Bisher hat der Oberste Gerichtshof (OGH) in mehreren Entscheidungen erkannt, dass der Markeninhaber einen Anspruch auf Löschung der in die Rechte eines Markeninhabers eingreifenden Domain habe (vgl. z.B. 4 Ob 226/01s – Onlaw, 4 Ob 36/04d – firn.at; 4 Ob 231/03d – serfaus.at; 4 Ob 165/05a – rechtsanwälte.at). Die Begründung hiefür war, dass der Inhalt einer Website jederzeit verändert werden könne, sodass mit der Entfernung des verbotswidrigen Inhalts die Wiederholungsgefahr noch nicht vollständig beseitigt sei. Die Nachhaltigkeit des erwirkten Unterlassungsgebots könne daher nur durch einen Anspruch auf Löschung der Domain sichergestellt werden. Diese Auffassung war in der Lehre nicht unbestritten und wurde insbesondere deshalb kritisiert, weil die Beseitigung des rechtswidrigen Zustands keinesfalls die Löschung der Domain erfordere. Vielmehr genüge es, den Inhalt der Website zu ändern.
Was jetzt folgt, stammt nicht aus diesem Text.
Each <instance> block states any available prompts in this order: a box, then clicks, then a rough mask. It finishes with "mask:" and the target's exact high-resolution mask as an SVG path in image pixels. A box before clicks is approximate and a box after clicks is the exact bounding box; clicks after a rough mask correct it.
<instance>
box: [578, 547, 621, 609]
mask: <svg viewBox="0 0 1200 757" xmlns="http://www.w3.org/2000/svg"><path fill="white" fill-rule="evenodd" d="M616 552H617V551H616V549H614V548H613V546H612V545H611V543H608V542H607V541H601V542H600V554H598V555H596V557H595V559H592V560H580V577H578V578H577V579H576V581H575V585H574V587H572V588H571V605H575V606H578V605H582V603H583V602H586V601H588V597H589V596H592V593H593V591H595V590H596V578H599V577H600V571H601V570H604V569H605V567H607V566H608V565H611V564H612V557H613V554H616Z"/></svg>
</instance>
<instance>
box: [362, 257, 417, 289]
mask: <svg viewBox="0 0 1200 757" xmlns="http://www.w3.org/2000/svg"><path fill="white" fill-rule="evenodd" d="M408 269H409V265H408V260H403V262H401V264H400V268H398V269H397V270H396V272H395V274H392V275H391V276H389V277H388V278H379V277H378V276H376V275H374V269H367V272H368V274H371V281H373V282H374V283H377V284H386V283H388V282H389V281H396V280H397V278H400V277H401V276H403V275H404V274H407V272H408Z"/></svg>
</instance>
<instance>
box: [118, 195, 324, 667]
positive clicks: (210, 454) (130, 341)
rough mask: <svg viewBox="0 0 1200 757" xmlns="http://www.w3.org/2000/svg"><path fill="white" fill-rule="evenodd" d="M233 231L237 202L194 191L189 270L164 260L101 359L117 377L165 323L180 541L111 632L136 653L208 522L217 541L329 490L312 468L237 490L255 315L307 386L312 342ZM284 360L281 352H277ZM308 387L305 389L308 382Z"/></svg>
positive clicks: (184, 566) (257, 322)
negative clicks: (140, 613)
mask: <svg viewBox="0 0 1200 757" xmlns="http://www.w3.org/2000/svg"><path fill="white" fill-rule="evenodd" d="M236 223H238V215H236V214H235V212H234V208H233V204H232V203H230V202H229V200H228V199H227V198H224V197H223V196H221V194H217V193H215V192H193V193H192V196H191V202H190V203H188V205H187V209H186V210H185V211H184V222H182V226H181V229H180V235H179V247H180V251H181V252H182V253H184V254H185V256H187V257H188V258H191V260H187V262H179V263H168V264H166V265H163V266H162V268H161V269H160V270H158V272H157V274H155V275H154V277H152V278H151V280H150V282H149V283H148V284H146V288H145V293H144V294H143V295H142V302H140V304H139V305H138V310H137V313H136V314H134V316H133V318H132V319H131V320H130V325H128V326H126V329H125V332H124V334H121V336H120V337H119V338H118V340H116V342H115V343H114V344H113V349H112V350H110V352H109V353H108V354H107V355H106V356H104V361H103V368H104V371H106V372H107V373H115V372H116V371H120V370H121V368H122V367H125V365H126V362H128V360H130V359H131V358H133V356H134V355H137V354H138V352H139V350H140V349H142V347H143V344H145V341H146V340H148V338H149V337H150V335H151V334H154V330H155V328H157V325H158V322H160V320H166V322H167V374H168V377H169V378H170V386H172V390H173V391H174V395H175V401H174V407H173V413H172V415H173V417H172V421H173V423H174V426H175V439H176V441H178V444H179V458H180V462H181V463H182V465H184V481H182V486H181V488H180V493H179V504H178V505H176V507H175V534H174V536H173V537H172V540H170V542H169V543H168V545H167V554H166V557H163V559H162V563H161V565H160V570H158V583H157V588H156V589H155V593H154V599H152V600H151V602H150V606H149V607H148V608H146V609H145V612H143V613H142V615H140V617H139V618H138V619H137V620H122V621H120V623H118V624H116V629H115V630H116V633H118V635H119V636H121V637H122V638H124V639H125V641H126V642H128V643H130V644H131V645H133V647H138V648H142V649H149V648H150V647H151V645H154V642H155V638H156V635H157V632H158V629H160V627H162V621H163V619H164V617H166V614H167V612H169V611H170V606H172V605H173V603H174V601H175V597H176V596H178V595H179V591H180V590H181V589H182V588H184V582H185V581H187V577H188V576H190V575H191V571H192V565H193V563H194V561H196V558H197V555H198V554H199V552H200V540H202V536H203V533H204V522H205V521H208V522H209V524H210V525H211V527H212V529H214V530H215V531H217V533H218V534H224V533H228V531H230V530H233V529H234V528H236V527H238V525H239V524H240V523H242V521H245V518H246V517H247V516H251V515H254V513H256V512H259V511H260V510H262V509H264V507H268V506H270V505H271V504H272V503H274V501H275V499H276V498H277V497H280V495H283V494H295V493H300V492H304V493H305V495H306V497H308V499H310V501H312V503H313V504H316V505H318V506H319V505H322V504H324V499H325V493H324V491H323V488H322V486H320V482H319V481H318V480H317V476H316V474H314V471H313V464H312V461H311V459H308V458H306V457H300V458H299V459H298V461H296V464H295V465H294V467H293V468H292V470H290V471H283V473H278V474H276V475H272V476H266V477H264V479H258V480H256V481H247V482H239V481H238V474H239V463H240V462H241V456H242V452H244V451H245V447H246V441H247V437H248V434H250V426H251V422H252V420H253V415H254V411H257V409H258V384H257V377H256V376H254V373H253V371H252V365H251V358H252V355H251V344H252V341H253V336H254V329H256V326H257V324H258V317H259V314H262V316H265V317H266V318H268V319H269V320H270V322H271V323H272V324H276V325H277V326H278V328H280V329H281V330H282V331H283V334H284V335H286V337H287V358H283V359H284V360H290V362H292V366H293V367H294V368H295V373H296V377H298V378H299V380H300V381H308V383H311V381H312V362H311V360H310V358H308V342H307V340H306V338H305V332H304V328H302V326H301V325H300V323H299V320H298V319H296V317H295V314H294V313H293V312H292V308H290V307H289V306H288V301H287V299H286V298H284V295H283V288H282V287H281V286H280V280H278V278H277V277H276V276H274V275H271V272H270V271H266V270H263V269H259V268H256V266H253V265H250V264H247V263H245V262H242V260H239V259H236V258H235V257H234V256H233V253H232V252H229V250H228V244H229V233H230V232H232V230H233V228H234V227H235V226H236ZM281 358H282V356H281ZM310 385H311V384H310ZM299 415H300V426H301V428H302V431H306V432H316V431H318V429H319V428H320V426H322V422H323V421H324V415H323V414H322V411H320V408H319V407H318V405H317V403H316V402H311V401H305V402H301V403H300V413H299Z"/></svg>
In einer nun kürzlich ergangenen Entscheidung betreffend die Domain "amade.at" welche zuvor als die österreichische Wortmarke "Amadé" verletzend erkannt wurde, machte der OGH nun eine Kehrtwende gegenüber seiner bisherigen Rechtsprechung, indem er erkannte, dass im Falle einer Markenverletzung durch eine Domain in der Regel kein Anspruch auf Einwilligung in die Löschung der Domain bestehe, da die Nutzung einer Domain nach materiellem Recht nicht zur Gänze untersagt werden kann.

Der OGH musste hiebei jedoch eine Abgrenzung zu der Entscheidung "Gmundner Keramik" treffen, da es eines der Prinzipien kennzeichenrechtlicher Judikatur ist, dass der Kennzeichenschutz online und offline nach einheitlichen Rechtsgrundsätzen zu bestimmen ist. Im Falle der Entscheidung "Gmundner Keramik" wurde dem Markeninhaber ein Vernichtungsanspruch bezüglich re?importierter Originalware zugesprochen, obgleich auch in diesem Fall eine Beseitigung des rechtswidrigen Zustands durch einen Re-Export der Originalware möglich gewesen wäre.

Nach Ansicht des OGH steht dem Markeninhaber ein Löschungsanspruch gemäß § 52 (2) MSchG zu, sofern aufgrund der bloßen Existenz der als verletzend erkannten Gegenstände und Mittel eine typische Gefahr eines zukünftigen Eingriffs besteht. Das bloße Halten einer Domain – auch wenn der Inhaber die Domain zuvor in einer Weise genutzt hat, die in Markenrechte eines Dritten eingriff – begründet hingegen als solches noch nicht die typische Gefahr, dass das verletzende Verhalten wiederholt wird. Diese Fälle, in welchen das bloße Halten einer Domain nicht die typische Gefahr einer zukünftigen Rechtsverletzung begründet, sind jedoch streng von anderen Fällen zu unterscheiden, bei welchen das Halten als solches eine Markenverletzung darstelle. Dies wäre z.B. bei bekannten Marken der Fall, sofern jede Verwendung der Domain unlauter wäre. In diesen Fällen sowie jedenfalls auch bei Domain-Grabbing im engeren Sinne hat der Kennzeicheninhaber auch zukünftig einen Anspruch auf Löschung der Domain.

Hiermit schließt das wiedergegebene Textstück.